本日の図書館で

 連休明けであります。当方の住むまちの市立図書館は、指定管理者が運営

していまして、休館日がえらく少ないのです。運営しているのはTRCであります

が、もうすこし休んでもいいのではないかと思うくらいです。他の市の施設は、

祝日は開館して、その翌日は振替で休館しているのですが、図書館は指定管

理者の意地で開けているようなところがありです。働いているスタッフは消耗す

るでありましょうね。本日に開館しているのは、あまり知られていなくて、本日は

いつもより利用者はぐんとすくないはずです。

 本日に図書館に足を運んだのは、先日に借りた本の冒頭で言及されていた

シュテファン・ツヴァイクの「書痴メンデル」を読んでみようと思ってです。
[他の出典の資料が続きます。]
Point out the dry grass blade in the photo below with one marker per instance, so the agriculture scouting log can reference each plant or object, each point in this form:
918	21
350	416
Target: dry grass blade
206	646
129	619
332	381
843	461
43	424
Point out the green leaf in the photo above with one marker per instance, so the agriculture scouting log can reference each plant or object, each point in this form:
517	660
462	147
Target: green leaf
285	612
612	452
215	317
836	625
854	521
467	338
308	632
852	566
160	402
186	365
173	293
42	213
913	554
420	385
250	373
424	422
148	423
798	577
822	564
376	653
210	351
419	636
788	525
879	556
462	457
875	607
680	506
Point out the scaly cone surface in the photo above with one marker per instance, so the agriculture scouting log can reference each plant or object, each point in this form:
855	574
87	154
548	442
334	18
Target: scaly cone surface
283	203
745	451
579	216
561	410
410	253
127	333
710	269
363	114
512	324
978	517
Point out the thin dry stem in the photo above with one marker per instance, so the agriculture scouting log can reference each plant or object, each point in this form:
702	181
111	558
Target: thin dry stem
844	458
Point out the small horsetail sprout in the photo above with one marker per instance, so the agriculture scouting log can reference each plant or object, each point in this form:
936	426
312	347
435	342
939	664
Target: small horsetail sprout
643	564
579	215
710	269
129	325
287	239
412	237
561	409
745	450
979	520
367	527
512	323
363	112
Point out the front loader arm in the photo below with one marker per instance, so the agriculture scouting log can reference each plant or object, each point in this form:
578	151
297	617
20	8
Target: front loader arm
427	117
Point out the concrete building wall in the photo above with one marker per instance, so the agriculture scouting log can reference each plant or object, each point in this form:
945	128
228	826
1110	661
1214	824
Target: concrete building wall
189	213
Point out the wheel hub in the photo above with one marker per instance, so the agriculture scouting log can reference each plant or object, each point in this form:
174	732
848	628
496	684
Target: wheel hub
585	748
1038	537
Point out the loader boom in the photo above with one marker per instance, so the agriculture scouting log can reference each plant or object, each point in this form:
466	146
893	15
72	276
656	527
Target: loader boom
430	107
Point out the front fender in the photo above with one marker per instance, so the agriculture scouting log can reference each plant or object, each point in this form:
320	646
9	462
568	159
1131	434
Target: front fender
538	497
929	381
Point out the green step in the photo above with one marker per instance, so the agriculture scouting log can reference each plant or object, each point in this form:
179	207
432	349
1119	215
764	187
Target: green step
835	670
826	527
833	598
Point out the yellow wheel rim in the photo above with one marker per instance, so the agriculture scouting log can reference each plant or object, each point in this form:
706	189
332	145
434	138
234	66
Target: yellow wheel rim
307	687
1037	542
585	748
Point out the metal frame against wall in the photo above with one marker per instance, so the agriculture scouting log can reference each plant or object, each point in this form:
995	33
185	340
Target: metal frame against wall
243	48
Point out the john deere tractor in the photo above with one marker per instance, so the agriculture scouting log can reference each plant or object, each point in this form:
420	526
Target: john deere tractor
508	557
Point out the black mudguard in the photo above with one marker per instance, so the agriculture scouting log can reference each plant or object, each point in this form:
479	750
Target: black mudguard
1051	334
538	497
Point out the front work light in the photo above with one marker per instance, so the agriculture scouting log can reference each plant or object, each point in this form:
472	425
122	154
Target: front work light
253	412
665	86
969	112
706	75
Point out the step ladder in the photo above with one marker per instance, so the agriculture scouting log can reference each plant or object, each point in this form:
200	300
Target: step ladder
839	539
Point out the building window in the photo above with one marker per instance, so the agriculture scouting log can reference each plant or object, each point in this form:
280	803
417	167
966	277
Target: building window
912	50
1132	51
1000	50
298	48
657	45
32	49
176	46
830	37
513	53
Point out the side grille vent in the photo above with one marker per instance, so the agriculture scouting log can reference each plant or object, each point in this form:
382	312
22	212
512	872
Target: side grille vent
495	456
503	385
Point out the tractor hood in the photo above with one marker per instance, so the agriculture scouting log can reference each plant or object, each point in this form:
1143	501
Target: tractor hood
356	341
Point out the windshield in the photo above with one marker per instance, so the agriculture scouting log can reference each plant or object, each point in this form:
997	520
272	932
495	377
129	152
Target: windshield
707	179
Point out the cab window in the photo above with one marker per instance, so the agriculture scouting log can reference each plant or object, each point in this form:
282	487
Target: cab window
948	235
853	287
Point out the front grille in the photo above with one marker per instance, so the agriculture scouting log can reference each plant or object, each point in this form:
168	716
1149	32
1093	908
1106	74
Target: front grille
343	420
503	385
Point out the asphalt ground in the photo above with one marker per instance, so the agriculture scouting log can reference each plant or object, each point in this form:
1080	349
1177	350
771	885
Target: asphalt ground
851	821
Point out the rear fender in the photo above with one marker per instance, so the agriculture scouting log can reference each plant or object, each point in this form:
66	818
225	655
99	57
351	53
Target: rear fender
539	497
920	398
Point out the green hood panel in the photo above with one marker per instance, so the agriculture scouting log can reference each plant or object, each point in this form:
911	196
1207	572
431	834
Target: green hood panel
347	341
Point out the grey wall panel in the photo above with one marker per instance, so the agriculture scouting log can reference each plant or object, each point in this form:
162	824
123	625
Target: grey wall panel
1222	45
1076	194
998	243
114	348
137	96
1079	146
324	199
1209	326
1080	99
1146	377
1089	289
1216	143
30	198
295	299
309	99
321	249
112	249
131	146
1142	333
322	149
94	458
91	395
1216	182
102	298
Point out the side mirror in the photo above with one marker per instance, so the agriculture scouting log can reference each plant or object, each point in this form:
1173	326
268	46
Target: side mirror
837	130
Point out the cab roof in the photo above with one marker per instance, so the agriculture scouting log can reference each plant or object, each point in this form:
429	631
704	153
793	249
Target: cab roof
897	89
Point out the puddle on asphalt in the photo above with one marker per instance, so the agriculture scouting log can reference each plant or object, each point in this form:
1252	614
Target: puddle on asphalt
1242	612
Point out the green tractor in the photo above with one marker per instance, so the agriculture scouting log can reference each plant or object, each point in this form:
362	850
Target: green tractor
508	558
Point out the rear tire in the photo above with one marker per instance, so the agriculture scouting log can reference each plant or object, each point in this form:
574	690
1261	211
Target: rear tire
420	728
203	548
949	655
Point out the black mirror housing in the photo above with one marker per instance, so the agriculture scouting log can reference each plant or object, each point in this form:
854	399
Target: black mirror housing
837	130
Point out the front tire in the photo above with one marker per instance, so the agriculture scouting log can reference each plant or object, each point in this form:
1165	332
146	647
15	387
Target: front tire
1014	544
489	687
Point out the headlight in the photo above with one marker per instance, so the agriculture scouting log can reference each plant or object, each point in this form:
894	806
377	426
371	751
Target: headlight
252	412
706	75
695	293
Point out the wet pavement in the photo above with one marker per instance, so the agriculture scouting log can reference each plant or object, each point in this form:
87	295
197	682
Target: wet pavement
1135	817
この

小説はどこに収録されているのかと思いましたら、かってみすず書房からでて

いた「ツヴァイク全集 3 目に見えない コレクション」に入っているのが

わかりました。この全集は図書館にありますので、それじゃまずはこれを読んで

みようと思って借りにいったわけです。 

 1974年でありますので、これは当方が就職した年にでたのでありますね。

この全集の何冊かは購入したのですが、これはまったくマークしていませんで

した。手にしてみましたら、えらい活字(この時代でありますので、文字通り活

字を使って印刷されたもの)が小さくて、かっての文庫本に使われていたよう

な活字が、新書判ほどの大きさのページにぎっしりとつめ込まれています。

思わず、腰がひけてしまったこと。 

 この本を手にしてから、なにか新刊のところに面白そうなものはないかなと

思ってみましたら、こんなのがありました。

私のイラストレーション史

私のイラストレーション史

 

 へえー亜紀書房から南伸坊さんの新刊か。亜紀書房のページに連載した

ものが一冊になったとあって、70年代の亜紀書房のイメージしかない当方は

ちょっと驚き。

 南さんが中学2年の時に魅せられた和田誠さんへの感謝を一冊にしたもの

ですが、その感謝を記するのに、イラストレーション自分史という形をとっていま

す。

 あとがきから引用しますと、次のようになりです。

「試験に落ちつづけなかったら、木村さんにも赤瀬川さんにも出会わなかった

のだし、長井さんにもつげさんにも出会わなかっただけでなく、水木さんにも、

澁澤さんにも種村季弘先生にも松山俊太郎先生にも、巌谷國士先生にも会え

なかったのだった。

 私は横道にそれてそれて、結果、最短距離でいまの自分のところに来てい

た。」

 高校の受験に失敗し、その後に入学した工芸高校を卒業して東京芸大

落ち続けて、その時に受け入れてくれたのが「美学校」であったのですが、

ここに入ったことで、その後の南さんにつながっていくわけです。

 災い転じて福というか、万が一順調に東京芸大に入っていましたら、今の

南伸坊さんはなかったろうなと思わせる書きっぷりになっています。

これに元気づけられる人もいるでしょうし、だけどもやはり才能がなければねと

思う人もいるでしょうね。どっちにしても、楽観的に生きることが一番重要なの

でありましょう。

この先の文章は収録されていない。